A coleta desse material informativo se dará através de atas das reuniões realizadas e servirão de apoio para futuros diagnósticos sobre as condições de vida da população vizinha ao Parque Municipal. Como, da mesma forma poderá orientar a SEMPMA no desenvolvimento de futuros projetos.

O resultado final dessa promoção será um maior engajamento  da população dependente da pesca, a melhoria de conhecimento sobre o Parque Municipal e a sinalização através das cooperativas referidas em outra proposta de que o fortalecimento organizativo dessa comunidade resultará em benefícios como a melhoria do seu nível de renda e de sua capacidade de intervenção social junto aos setores governamentais encarregados da execução de políticas públicas geradoras de emprego, trabalho e renda.

9 – Libertação de mais 3.000 (três mil) pássaros em cativeiro para repovoamento do Parque é a realização de campanha educativa nas escolas e junto as demais instituições dos bairros do entorno do Parque, despertando para a necessidade da soltura dos pássaros (de lá retirados) marcando-se “o dia da liberdade dos pássaros” , por um período de 90 (noventa) dias.

Com a utilização de uma equipe de 1 (um) Coordenador e 2 (dois) Monitores da Campanha Pró-repovoamento ornitológico, um dos objetivos dessa proposta é sensibilização da população do entorno para a necessidade da recomposição faunística do Parque.

Constatada, a grosso modo, que em grande parte a população de pássaros do Parque foi subtraída por agressores ambientais e/ou criadores, a proposta alcançará seu estágio maior com a restituição dos pássaros ao seu habitat natural. Como isso será feito? Através da seguinte seqüência de ações: visitação às residências de criadores mais notáveis, distribuição de panfletos solicitando o apoio de todos os moradores para essa campanha, divulgação e texto alusivo através de carro de som e, por fim, após a identificação dos criadores ilegais mais notáveis, a visitação de agentes da fiscalização seja da SEMPMA ou do IBAMA.

Paralelamente a essas atividades, após a definição do Dia da Liberdade dos Pássaros será realizado um ato público, com a participação da comunidade mais interessada e de representantes de órgãos públicos e ONG`s ambientais para a soltura de pássaros até então em cativeiros.

10 – Instalação de 40 (quarenta) fossas sépticas na Favela da Nascença é a realização de  um mutirão para instalação de fossas sépticas na favela citada, destinadas a neutralização de despejos sanitários que demandam ao Parque, por um período de 60 (sessenta) dias.

Essa proposta se associa àquelas relacionadas a coleta de resíduos sólidos, ao fortalecimento organizacional das comunidades e a melhoria da qualidade de vida da população do entorno do Parque a medida em que fração considerável de despejos sanitários originária da Favela da Nascença (Favela Denilma Bulhões) provoca a poluição do Rio Silva e a conseqüente na produção pesqueira na lagoa porquanto aquele manancial hídrico, ex-rio classe A, deságua no Complexo Lagunar Mundaú-Manguaba.
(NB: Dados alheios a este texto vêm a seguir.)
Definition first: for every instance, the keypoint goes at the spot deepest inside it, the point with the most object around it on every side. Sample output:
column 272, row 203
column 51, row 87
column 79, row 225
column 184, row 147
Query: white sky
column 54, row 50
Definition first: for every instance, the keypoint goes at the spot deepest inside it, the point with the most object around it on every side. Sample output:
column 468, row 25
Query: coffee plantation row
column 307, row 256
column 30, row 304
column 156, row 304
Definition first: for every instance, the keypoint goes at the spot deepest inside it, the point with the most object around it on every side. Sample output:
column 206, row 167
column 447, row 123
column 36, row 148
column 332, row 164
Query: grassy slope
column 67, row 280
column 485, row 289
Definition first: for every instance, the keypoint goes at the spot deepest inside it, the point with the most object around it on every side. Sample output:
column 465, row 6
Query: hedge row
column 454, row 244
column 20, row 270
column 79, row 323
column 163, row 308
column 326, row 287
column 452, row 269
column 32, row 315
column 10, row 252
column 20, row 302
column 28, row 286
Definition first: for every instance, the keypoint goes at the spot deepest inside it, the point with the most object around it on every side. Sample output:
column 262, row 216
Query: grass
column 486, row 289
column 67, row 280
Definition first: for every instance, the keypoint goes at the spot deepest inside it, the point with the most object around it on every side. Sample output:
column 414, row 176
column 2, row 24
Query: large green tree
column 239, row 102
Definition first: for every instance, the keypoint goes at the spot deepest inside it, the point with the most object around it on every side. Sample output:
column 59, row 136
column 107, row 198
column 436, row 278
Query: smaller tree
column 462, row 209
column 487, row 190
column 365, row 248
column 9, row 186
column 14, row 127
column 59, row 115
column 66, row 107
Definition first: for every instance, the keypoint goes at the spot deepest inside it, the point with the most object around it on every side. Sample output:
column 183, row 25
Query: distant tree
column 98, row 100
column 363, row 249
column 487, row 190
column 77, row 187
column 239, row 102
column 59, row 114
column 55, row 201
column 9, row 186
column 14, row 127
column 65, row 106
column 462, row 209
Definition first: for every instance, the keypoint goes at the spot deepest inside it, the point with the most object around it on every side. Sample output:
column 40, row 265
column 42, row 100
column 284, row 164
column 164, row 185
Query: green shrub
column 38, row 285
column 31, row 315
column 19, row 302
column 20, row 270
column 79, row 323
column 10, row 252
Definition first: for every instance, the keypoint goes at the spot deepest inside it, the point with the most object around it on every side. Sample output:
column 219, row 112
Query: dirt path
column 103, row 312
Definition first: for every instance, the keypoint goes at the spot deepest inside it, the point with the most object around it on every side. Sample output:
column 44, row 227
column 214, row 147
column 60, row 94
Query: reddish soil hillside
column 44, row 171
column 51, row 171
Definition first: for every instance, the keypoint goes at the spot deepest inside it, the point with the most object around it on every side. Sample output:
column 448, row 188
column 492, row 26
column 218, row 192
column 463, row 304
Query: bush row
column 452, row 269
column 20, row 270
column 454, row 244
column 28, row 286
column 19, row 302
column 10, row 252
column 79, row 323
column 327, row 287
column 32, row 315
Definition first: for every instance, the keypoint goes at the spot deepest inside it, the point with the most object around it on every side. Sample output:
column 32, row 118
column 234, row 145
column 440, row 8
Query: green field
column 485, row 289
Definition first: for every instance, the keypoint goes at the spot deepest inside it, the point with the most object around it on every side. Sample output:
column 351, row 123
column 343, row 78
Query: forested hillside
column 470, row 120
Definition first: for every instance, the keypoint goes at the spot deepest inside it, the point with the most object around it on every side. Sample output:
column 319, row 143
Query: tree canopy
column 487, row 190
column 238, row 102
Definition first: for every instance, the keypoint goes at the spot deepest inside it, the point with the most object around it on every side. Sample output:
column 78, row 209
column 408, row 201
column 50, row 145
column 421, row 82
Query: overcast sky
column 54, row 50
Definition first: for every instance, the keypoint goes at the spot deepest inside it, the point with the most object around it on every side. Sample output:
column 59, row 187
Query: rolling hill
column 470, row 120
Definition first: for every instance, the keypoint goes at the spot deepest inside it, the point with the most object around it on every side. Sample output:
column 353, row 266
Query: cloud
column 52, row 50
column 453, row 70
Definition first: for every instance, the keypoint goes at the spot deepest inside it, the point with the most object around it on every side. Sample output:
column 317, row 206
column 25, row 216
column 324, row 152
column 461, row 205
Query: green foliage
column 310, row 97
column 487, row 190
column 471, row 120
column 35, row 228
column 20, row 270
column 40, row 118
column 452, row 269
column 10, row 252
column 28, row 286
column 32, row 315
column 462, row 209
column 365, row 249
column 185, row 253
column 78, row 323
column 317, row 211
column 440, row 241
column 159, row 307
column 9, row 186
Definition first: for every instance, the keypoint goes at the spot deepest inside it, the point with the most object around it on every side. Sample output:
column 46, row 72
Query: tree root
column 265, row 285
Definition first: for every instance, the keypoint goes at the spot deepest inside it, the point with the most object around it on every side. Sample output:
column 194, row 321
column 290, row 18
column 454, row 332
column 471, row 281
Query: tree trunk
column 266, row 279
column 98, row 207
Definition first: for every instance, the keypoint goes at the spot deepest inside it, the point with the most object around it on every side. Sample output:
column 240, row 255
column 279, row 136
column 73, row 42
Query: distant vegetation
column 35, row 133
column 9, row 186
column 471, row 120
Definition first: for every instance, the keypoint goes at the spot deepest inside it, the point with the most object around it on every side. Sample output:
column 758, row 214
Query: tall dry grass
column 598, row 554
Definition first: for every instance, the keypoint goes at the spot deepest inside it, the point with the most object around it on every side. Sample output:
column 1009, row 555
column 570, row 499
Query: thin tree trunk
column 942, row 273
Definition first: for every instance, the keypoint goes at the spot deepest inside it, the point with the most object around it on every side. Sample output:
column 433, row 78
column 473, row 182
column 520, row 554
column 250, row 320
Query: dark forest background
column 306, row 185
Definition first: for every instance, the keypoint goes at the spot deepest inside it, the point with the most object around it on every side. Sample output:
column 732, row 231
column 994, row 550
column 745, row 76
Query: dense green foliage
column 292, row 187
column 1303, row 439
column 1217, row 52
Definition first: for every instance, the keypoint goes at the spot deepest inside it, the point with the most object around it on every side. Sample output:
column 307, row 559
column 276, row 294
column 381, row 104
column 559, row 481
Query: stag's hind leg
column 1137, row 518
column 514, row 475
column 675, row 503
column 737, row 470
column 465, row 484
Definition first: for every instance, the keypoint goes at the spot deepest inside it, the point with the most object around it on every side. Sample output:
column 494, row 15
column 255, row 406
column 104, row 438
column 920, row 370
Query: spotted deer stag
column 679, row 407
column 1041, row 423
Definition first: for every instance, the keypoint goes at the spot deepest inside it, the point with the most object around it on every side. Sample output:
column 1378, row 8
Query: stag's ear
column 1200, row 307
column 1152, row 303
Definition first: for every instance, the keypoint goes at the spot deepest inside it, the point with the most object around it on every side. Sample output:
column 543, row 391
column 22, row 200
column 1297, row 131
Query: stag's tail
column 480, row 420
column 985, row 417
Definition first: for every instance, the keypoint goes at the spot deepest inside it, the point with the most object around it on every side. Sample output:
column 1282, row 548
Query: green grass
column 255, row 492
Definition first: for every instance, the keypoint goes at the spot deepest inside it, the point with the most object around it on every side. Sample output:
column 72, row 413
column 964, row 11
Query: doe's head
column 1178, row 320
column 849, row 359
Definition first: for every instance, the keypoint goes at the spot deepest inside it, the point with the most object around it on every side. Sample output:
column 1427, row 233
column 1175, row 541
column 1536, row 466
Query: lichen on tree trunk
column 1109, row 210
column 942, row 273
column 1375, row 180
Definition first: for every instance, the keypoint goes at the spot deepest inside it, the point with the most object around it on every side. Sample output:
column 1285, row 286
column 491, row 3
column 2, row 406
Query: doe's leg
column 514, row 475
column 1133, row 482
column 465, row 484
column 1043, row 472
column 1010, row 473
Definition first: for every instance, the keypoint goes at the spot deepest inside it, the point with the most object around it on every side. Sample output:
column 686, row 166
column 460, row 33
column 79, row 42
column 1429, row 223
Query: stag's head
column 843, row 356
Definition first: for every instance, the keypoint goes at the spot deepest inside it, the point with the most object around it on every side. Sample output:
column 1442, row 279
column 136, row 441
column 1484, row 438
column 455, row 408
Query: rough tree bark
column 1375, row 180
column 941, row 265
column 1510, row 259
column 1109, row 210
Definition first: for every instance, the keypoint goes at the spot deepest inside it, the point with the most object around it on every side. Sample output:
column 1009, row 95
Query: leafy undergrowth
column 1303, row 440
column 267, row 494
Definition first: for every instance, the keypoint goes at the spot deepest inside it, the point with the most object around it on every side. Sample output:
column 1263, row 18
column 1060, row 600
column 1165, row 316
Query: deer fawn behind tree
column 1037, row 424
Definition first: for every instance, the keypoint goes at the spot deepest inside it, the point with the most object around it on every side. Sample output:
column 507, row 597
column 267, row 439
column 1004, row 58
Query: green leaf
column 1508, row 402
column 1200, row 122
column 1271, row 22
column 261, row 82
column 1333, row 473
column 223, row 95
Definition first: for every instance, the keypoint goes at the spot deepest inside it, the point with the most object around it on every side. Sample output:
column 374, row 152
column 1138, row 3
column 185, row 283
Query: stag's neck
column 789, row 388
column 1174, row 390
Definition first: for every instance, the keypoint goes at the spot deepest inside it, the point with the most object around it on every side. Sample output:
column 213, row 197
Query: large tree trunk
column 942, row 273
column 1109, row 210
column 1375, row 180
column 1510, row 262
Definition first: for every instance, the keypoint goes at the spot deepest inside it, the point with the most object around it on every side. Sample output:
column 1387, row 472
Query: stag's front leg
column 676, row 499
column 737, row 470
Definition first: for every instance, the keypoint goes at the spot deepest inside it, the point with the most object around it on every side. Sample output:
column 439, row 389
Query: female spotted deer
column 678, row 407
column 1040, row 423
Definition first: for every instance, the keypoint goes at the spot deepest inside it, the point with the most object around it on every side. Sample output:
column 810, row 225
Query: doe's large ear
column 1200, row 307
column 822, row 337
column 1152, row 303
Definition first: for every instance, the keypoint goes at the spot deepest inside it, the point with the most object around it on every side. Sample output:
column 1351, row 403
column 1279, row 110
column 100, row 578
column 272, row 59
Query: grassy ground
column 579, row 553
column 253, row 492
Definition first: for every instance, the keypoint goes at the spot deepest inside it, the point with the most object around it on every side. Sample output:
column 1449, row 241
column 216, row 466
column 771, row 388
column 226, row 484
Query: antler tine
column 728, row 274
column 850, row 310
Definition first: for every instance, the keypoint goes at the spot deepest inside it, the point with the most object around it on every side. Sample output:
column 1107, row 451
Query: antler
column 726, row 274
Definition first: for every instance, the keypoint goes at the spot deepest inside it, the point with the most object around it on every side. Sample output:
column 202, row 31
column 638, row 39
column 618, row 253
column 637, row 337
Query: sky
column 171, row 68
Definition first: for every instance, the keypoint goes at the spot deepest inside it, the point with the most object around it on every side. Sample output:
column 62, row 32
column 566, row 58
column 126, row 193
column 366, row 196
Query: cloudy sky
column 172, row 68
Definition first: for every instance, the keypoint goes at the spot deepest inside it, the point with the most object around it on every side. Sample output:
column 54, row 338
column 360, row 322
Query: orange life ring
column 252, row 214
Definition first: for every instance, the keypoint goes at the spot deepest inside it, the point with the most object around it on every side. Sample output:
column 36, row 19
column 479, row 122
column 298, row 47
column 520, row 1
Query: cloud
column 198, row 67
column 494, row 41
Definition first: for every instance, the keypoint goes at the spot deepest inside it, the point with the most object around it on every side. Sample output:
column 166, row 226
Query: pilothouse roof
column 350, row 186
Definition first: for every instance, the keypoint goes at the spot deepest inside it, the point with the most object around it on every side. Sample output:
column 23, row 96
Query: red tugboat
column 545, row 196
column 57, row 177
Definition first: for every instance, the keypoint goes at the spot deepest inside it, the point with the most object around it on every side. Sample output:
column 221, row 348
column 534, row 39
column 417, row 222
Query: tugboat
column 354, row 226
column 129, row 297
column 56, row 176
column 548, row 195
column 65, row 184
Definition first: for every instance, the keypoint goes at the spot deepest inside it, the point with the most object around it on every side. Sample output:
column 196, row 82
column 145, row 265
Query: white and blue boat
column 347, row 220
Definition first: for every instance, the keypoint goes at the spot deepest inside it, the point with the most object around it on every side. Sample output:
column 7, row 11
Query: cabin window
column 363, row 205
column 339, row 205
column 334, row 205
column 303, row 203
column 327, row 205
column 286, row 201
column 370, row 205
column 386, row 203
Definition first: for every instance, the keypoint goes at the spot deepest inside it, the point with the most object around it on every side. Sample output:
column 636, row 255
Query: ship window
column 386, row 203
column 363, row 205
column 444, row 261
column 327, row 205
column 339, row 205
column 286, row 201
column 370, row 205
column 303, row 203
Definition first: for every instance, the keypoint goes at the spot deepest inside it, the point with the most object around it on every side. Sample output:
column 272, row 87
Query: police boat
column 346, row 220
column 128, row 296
Para execução desse mutirão, após a identificação de todos os moradores dos quarenta casebres beneficiados e de sua disponibilidade de tempo para participar do serviço, adquirido o material a ser utilizado na sua consecução, será dada a partida através de uma mobilização social festivamente motivadora

Com assessoramento técnico para consecução deste objetivo se dará através da elaboração prévia de um projeto comum para as fossas, da aquisição do material adequado e da orientação no local em que a proposta será concretizada. Como o núcleo de defesa ambiental local, já devidamente constituído, dispõe de material humano necessário para a realização do projeto, aí está um redutor de custo excluído da proposta da Programação Orçamentária por Meta. Ou seja, a mão de obra executora, não o assessoramento através dos Coordenadores Técnicos e Monitores de Obras, será gratuita.